Sheffield Cemetery, Glynn County

Sheffield Chapel was organized in 1854 with 20 members, including namesake Jack Sheffield, Sr. Three churches of varying construction housed the congregation from just after the Civil War until they merged with Haven United Methodist Church to form Haven Sheffield United Methodist Church in 1998. The last, built in 1969 and abandoned since the merger, was lost to arson in 2009. The cemetery is cited in some sources as Sheffield U. M. C. Cemetery and in others as Clayhole Cemetery, for its location in Clayhole Swamp.

Tile Grave Markers of Sheffield Cemetery

Sheltered by old-growth oaks, Sheffield Cemetery contains some of the most important surviving African-American vernacular grave markers in the region. Otherwise simple  headstones were decorated with commercial tiles of various colors. (There are nine by my count). Some of the sides and bases feature the tile, as well, while the backs are exposed and feature the names of the decedents. They generally date to the 1930s and 1940s and were likely accomplished by a member of the congregation.

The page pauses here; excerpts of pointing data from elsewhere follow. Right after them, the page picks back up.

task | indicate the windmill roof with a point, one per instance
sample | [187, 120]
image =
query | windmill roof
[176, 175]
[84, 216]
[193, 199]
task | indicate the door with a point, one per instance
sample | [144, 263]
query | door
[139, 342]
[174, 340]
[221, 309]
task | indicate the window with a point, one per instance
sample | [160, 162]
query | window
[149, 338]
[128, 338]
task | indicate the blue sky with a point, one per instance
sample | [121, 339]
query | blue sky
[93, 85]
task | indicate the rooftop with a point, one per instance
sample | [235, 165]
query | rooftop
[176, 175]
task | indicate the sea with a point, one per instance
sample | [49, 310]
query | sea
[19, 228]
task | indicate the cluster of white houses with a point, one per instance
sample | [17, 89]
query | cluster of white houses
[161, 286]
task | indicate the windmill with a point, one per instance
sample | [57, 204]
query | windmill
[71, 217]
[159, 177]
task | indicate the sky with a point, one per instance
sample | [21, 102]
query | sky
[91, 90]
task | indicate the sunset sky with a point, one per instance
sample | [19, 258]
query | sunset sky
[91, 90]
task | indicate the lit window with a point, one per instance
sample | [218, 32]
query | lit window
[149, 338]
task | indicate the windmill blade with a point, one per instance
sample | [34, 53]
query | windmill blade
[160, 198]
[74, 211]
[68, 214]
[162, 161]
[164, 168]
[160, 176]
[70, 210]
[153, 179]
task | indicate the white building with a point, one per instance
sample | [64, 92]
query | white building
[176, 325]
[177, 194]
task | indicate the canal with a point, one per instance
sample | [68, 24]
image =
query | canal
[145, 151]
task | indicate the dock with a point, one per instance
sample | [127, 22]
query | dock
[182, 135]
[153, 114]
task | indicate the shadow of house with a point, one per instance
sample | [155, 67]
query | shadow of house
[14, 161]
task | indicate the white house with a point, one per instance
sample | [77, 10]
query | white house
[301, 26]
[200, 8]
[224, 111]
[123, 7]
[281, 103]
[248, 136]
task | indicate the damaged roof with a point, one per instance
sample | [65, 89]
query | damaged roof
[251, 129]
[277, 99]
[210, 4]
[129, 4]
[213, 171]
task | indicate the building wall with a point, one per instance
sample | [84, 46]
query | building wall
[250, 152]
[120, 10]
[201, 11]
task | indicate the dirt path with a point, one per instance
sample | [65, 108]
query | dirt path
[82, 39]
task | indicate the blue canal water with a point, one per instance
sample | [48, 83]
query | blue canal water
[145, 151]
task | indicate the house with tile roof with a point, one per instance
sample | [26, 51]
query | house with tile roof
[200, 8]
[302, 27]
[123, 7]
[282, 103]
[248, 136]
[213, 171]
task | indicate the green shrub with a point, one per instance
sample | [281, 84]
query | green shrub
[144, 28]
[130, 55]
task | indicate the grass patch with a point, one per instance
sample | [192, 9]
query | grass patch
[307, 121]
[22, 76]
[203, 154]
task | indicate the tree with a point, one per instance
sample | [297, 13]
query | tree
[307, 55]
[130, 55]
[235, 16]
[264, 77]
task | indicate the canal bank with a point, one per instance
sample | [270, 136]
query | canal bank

Frenchie Taylor Wite (White?) 15 April 1902-7 October 1944)  – This is the most colorful of all the tile markers. The name for Mrs. Wite may be a misspelling of White. Such errors are common with homemade markers, in both black and white cemeteries. The first photo shows the marker in perspective.

Name Indiscernible (1940s) – This is the smallest of the markers.

Name Indiscernible (May 10 1885?-December 19?) – Eroding text on the exposed concrete backs complicates identification.

Sam May (7 September 1867-22 September 1936) – This is the only stone not featuring the predominant mid-century commercial tile.

Lawson Markers

Carther Lawson (22 May 1932-? 1946)

Unknown Lawson

Robert Sheffield (1884-9 June 1947) Tiles have fallen off this marker.

Name Indiscernible (1940s)

There is also a marker for Prince Richardson (1877-27 January 1949), but I somehow overlooked it.

 

Other Headstones of Sheffield Cemetery

Besides the whimsical tile markers, a number of other significant markers and plots are located within Sheffield Cemetery. I’m sharing a small selection here.

John Sheffield (11 November 1825-13 October 1910) – The Sheffield family, who established the congregation in slavery days, are well represented.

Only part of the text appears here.